No fog this morning, but also no flight instructor. Dave was to be my instructor for the day, but as I found out later, he had driven over his cell phone while he was out doing other projects. I was practicing patience and hanging out dock-side when the examiner (Chuck Brown) for Charlie’s ride arrived. He saw my Twin Comanche sweatshirt, and we had a wonderful discussion about those airplanes. Nice guy. Animated about the airplane I love at this point.
Charlie and Chuck launched for the local checkride while Brian and I reviewed ground work to prepare me for the oral. We waited to hear from Dave as the morning went by. Killing time, I pumped out the floats again and pre-flighted the airplane. This time I closely inspected the pilots seat, based on Tristan’s criticism that I was relying on the attitude indicator during the landing flare yesterday. He wanted me to use my eyes, but the seat was so low I could only see the panel at the flare. I’m used to this in tail-draggers, so I thought that was normal. For the record – I thought my landings were good, but he saw something he didn’t like. Raising that seat can’t hurt.

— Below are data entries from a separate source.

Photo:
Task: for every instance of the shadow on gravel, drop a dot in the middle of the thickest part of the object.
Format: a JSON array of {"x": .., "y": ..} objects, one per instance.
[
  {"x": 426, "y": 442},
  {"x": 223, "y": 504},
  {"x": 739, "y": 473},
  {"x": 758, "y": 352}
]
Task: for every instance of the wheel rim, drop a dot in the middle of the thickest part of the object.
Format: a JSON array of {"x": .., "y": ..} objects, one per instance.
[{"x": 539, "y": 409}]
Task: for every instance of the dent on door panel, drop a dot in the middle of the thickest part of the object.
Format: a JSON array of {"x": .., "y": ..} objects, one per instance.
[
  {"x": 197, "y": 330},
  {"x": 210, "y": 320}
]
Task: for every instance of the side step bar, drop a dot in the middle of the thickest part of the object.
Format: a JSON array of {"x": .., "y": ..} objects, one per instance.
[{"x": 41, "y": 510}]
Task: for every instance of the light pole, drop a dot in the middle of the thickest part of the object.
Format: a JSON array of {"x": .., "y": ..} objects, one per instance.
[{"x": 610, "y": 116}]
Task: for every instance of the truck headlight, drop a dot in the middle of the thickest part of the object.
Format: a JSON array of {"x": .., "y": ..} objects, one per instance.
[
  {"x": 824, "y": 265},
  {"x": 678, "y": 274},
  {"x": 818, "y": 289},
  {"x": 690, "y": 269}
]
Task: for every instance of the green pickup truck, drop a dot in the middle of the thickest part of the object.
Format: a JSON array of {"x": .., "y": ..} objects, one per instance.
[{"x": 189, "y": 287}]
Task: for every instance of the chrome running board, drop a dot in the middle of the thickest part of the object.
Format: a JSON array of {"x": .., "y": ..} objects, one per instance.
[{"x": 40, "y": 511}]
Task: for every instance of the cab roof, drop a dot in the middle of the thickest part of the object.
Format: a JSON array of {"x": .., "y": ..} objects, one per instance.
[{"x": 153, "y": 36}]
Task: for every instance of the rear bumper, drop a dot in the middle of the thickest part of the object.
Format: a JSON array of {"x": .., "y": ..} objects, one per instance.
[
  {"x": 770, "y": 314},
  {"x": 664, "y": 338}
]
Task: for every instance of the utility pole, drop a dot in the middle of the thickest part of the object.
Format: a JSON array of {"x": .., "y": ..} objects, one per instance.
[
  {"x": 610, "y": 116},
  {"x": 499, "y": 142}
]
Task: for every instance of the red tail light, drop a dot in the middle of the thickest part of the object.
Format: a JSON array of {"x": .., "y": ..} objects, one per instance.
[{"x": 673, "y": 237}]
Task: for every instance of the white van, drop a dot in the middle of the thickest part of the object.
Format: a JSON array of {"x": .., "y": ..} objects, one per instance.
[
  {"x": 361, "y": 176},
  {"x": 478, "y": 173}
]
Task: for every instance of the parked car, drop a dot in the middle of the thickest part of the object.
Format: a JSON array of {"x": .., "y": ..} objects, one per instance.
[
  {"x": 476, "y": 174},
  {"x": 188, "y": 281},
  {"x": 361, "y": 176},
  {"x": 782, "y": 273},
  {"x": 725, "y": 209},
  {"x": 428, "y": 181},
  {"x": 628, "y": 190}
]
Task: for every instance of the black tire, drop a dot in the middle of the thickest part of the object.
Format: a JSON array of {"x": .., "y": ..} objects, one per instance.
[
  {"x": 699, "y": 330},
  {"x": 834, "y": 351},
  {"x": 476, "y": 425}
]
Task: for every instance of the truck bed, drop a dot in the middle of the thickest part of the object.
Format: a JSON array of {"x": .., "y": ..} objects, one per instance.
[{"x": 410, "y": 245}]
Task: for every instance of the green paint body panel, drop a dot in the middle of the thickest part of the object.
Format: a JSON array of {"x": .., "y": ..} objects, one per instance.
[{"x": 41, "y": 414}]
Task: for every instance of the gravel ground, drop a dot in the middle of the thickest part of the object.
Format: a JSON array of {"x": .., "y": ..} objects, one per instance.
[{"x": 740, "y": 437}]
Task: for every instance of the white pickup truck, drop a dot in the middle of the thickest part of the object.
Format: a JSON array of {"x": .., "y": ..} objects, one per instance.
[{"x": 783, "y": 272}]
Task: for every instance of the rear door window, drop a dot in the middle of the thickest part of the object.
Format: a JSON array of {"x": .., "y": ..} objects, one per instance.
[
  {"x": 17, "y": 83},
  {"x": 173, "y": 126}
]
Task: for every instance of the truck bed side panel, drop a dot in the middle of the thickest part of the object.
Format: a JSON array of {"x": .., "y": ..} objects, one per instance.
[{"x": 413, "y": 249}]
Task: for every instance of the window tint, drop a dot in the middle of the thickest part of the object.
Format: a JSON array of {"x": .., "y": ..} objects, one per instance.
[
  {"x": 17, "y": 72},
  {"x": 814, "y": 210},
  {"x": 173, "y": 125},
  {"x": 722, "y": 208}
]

Chuck and Charlie came back to clean up the paperwork for Charlie. He had earned his seaplane rating, and is awaiting delivery of his new-to-him Cessna 206 on floats.
Brian and I still didn’t quite know what happened to Dave, so I got to go fly with someone else for practice on Lake Pierce. Moving the seat up nailed it. All my landings were good from this point on. Nothing rattled or wet that shouldn’t be. After the second landing, we heard from Dave on the docks without his phone, so we taxi-stepped back and did some docking practice to exchange instructors and restore the plan.